To help our members keep up with the latest and best thinking in wind and solar power transformers, IEEE Power & Energy Society has created a number of resources on this subject. Here, we will highlight one of those resources, as well as additional content focused on this subject:

Defining & Specifying Transformers for Wind and Solar Applications

By Philip J Hopkinson

Fundamental Connection

In virtually every installation, the fundamental connection is from a 600-volt class low voltage circuit to a 34.5 kV medium voltage circuit.  Early wind power generators were ac but more sophisticated new wind and solar generators are 600 volt class dc, which requires an inverter to connect to the ac inverter transformer.  In fact, due to the electronic inverters with electronic IGBT (Insulated Gate Bipolar Transistors), the low voltage side may be delta or Y connected but not grounded.  The high voltages may also be delta or Y.

Power Levels

Most modern wind and solar transformers have power levels from 1000 kVA to 3000 kVA.  However, some of the offshore wind transformers have power levels of 10,000 to 20,000 kVA. For this discussion, power levels of 1000 to 3000 kVA will be examined.

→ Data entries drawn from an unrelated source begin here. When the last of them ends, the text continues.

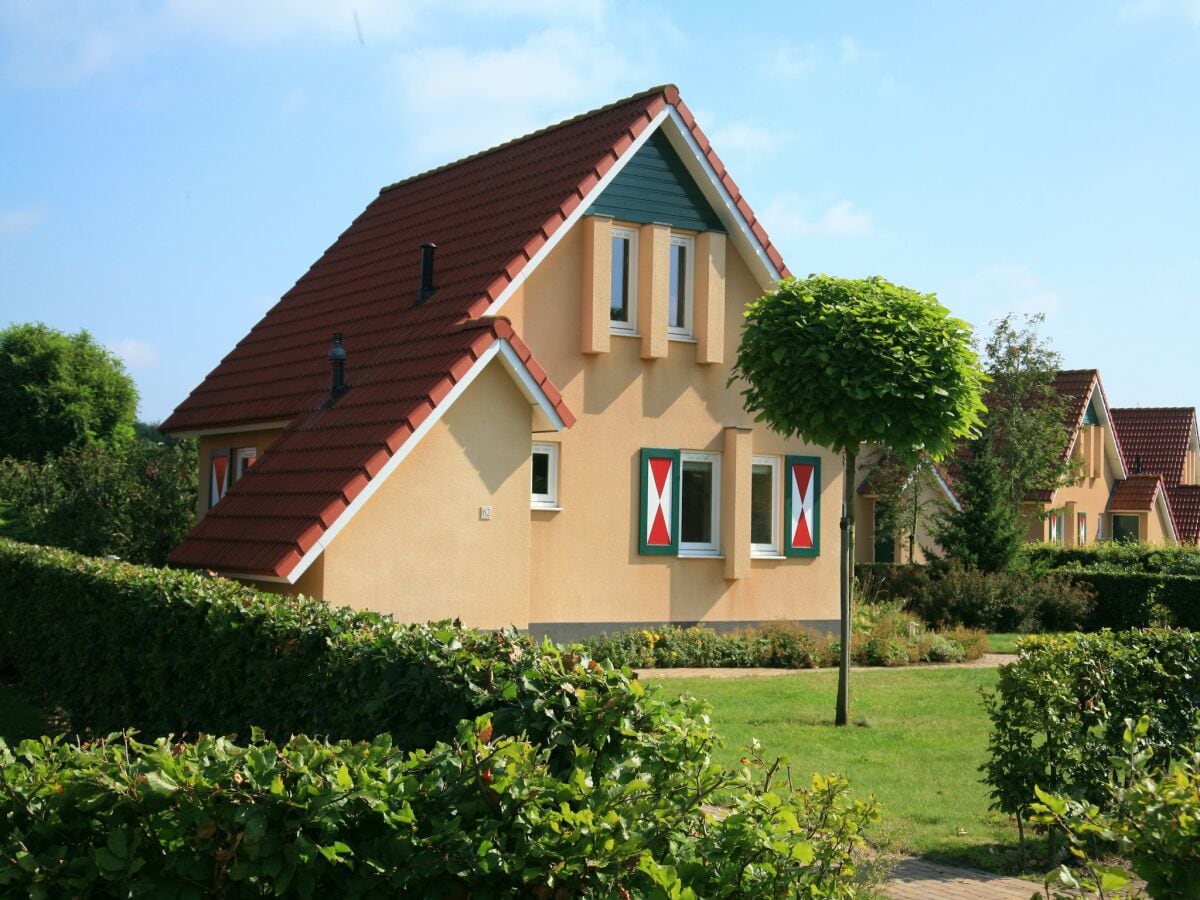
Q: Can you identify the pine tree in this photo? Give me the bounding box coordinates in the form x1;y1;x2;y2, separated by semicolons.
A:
934;433;1025;572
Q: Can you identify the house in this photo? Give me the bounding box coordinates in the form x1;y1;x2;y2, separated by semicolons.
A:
162;85;841;638
1112;407;1200;544
856;368;1180;562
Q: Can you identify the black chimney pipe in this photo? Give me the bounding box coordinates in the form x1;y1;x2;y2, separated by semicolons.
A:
416;244;438;306
324;331;349;409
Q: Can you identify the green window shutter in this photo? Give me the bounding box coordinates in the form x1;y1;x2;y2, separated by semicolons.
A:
784;456;821;557
637;448;679;556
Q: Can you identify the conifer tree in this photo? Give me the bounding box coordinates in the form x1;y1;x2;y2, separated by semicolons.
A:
934;433;1024;572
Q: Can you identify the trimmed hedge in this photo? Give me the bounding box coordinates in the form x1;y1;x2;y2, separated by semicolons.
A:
983;630;1200;835
1021;541;1200;575
0;540;676;749
0;715;875;898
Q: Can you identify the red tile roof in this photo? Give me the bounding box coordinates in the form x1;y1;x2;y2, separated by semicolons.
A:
1166;485;1200;544
1106;475;1162;512
162;85;788;577
1112;407;1196;487
1112;407;1200;544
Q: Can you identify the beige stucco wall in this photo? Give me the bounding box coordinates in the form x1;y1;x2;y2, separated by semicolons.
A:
502;219;841;623
196;428;283;518
316;362;532;628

Ambient temperatures can vary significantly from -30C  in higher altitudes to + 50 C in hot desert-like locations.  Humidity can vary from 0 to nearly 100%.  Transformers in coastal regions can also have very high salt levels, which is especially important for dry type transformers that are often used in the nacelles.


Solar transformers and dc wind generators require inverters to convert the dc voltages to ac.  Most such inverters use IGBT power electronic switches to produce the ac output.  Internal grounding of the electronic switches mandates that the LV input windings of the inverter-transformer remain ungrounded.   The examples below are common circuits, taken from IEEE C57.159:

Sept TT 01

Sept TT 02


Per IEEE C57.12.00, normal transformers are designed to handle 110% of rated voltage on the North American System.  Interestingly, for wind power transformers, the overvoltage requirement is 115% of rated voltage. However, the frequency is allowed to be a minimum of 95% of rated frequency, resulting in a net volts/Hz allowance of 121% of rated.

Switching Transients

Virtually all of the medium voltage transformers are installed with vacuum circuit breakers.  For wind and solar transformers, there is a strong likelihood that switching operations will occur in service and the circuits will have very low power factor at the point of switching.  When such conditions occur, high voltage switching transients often result in transformer winding failures.  Resistor-Capacitor Snubbers have proven to be very effective for damping such transients when they are installed.   IEEE C57.142 IEEE Guide to Describe the Occurrence and Mitigation of Switching Transients Induced by Transformers, Switching Device, and System Interaction


Normal harmonics are assumed to be 5%.  Any harmonics in excess of 5% are to be indicated by the manufacturer.  Generally speaking, early concerns that harmonics were a leading failure cause have largely been discarded.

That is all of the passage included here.